Antifaschismus: Erinnern auf dem RAW-Gelände

Ausstellung über den Kommunisten Franz Stenzer, nach dem das RAW in Friedrichshain benannt wurde

  • Andreas Fritsche
  • Lesedauer: 5 Min.
Der Bundestagsabgeordnete Pascal Meiser (Linke) besichtigt die Ausstellung auf dem RAW-Gelände.
Der Bundestagsabgeordnete Pascal Meiser (Linke) besichtigt die Ausstellung auf dem RAW-Gelände.

»Franz war ein uneheliches Kind. Seine Mutter hat sich als Waschfrau durchgeschlagen.« So hat es Emmi Wolf, die Tochter des von den Faschisten ermordeten Franz Stenzer ihrer eigenen Tochter Tatjana Trögel erzählt. 2013 ist das gewesen, als sie einen kleinen Koffer mit dem Nachlass von Stenzer durchstöberte. Schon damals wollte Tatjana Wolf mit einer Ausstellung an den KPD-Reichstagsabgeordneten erinnern. In den Antworten auf ihre Anfragen sei ihr stets zugesichert worden, man leite ihr Anliegen weiter – gehört habe sie dann nie wieder etwas, wie Trögel am Dienstagabend bedauert.

Jetzt, zehn Jahre später, hat es doch noch geklappt. Zum 90. Todestag von Stenzer wurde die Ausstellung am Dienstag im ehemaligen Beamtenwohnhaus des Reichsbahnausbesserungswerks (RAW) in Berlin-Friedrichshain eröffnet. Der Betrieb bekam 1967 den Namen Franz Stenzer verliehen und das passte gut: Stenzer war Reichsbahner gewesen ist, allerdings in München beschäftigt.

Ein Bahnwerk ist das Gelände an der Revaler Straße 99 schon lange nicht mehr. 1993 wurde dort der letzte Güterzug gewartet. Das weitläufige Areal hat sich zu einer beliebten Partymeile entwickelt. Es gibt dort noch einen kleinen Ehrenhain für die KPD-Reichstagsabgeordneten Ernst Thälmann und eben Franz Stenzer, doch der findet bei den Besuchern kaum Beachtung. Der Hain liegt vor dem Büro von Uta Kala, die zusammen mit Kristine Schütt ehrenamtlich die hiesige Geschichtswerkstatt leitet.

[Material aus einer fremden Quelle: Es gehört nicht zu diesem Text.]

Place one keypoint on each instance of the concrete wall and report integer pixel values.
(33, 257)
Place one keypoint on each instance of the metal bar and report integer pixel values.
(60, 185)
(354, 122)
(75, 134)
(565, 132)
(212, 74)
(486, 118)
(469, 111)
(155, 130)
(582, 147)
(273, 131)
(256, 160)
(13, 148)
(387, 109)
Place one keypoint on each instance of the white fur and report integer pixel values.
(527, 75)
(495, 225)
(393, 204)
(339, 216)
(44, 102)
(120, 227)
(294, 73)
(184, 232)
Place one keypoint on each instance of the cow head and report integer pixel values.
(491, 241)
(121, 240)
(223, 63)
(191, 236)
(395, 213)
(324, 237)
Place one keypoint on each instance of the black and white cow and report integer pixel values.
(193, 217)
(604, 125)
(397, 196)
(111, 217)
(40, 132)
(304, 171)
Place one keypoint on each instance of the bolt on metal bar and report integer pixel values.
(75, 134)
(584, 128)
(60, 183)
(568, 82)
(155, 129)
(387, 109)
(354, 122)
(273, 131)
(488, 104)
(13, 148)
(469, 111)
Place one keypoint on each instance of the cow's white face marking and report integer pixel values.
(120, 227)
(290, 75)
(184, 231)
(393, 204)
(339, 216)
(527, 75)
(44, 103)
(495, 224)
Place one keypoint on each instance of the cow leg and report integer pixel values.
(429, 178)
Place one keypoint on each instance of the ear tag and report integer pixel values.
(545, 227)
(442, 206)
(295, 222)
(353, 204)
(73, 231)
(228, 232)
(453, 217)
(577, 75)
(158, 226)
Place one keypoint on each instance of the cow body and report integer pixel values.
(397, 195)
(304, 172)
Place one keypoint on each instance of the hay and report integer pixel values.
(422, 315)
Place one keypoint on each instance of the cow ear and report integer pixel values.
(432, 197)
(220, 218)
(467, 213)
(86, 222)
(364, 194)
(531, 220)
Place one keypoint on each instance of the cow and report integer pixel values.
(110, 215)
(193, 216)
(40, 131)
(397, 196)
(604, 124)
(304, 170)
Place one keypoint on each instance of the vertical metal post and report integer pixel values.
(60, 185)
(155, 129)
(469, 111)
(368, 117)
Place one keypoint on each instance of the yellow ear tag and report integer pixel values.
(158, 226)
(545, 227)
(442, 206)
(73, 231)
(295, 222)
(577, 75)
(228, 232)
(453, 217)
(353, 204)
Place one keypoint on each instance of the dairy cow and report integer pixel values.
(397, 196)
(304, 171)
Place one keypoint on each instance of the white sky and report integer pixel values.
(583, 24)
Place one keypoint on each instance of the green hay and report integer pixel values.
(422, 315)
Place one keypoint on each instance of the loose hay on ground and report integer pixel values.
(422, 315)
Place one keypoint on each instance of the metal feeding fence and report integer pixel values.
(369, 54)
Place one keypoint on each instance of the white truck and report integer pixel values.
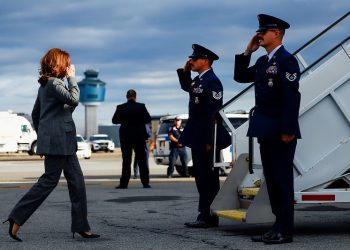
(321, 162)
(16, 134)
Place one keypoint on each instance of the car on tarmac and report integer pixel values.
(84, 148)
(101, 142)
(162, 147)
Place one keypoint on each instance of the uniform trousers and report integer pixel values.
(174, 153)
(277, 160)
(207, 182)
(54, 164)
(139, 148)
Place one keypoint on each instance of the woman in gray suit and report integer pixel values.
(53, 122)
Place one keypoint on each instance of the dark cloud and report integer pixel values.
(140, 44)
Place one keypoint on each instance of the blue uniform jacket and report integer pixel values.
(205, 99)
(277, 99)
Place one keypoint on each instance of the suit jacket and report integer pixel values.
(132, 117)
(277, 99)
(52, 117)
(205, 99)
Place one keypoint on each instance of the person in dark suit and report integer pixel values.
(53, 122)
(136, 165)
(133, 117)
(274, 120)
(205, 98)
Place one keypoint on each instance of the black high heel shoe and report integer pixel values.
(87, 236)
(13, 236)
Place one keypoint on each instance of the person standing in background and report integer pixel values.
(136, 165)
(132, 117)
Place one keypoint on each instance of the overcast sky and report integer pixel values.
(139, 44)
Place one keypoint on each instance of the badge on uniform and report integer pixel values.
(197, 90)
(291, 77)
(270, 82)
(217, 95)
(272, 70)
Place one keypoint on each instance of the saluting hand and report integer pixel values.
(287, 138)
(253, 45)
(71, 70)
(187, 66)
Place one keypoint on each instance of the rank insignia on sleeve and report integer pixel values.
(291, 77)
(217, 95)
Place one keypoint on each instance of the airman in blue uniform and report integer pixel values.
(205, 98)
(177, 149)
(274, 120)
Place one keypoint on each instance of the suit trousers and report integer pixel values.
(46, 184)
(277, 160)
(207, 181)
(139, 148)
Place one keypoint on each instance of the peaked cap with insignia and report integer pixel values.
(270, 22)
(202, 52)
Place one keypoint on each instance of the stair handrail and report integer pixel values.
(322, 33)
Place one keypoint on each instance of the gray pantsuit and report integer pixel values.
(45, 185)
(52, 119)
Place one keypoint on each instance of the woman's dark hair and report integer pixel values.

Aber selbst Kala, die seit 2012 daran vorbeigeht, hatte sich nie groß Gedanken darum gemacht. Als Ostdeutsche wusste sie, Stenzer sei ein Vertrauter des KPD-Vorsitzenden Thälmann gewesen. Mehr war ihr über seine Person nicht bekannt. »Ich habe viel gelernt«, bedankt sich Kala am Dienstagabend bei Tatjana Trögel für die Ausstellung, die bis zum 10. September in einem Raum im Erdgeschoss des alten Beamtenwohnhauses gezeigt wird. Kristine Schütt ergänzt: »Franz Stenzer ist es wert, dass an ihn erinnert wird. Gerade in der heutigen Zeit ist das wichtig.«

Das sieht Sven Heinemann, der die Schirmherrschaft übernommen hat, genauso. Er gehört zur SPD-Fraktion im Berliner Abgeordnetenhaus und würde sich freuen, wenn Friedrichshainer Schulklassen diese Ausstellung besuchen. »Wir zittern immer bei Landratswahlen in Brandenburg«, bekennt Heinemann. »Wir kennen die Umfragen sowohl im Bund wie in Brandenburg. Auch im Berliner Abgeordnetenhaus sitzt die AfD mit einer zweistelligen Prozentzahl. Das hätte man vor einigen Jahren nicht für möglich gehalten.«

Insofern freut sich der Politiker, dass mit Pascal Meiser (Linke) ein Bundestagsabgeordneter zur Ausstellungseröffnung gekommen ist, der sich bekanntlich sehr gegen rechts engagiere. Insgesamt sind mehr als 30 Menschen zur Ausstellungseröffnung erschienen. Viel mehr hätten in den kleinen Raum auch gar nicht hineingepasst. Die Sitzplätze sind alle besetzt. Etliche Besucher müssen stehen, zum Teil schauen sie vom Flur herein oder sie lassen sich kurzerhand auf dem Fußboden nieder.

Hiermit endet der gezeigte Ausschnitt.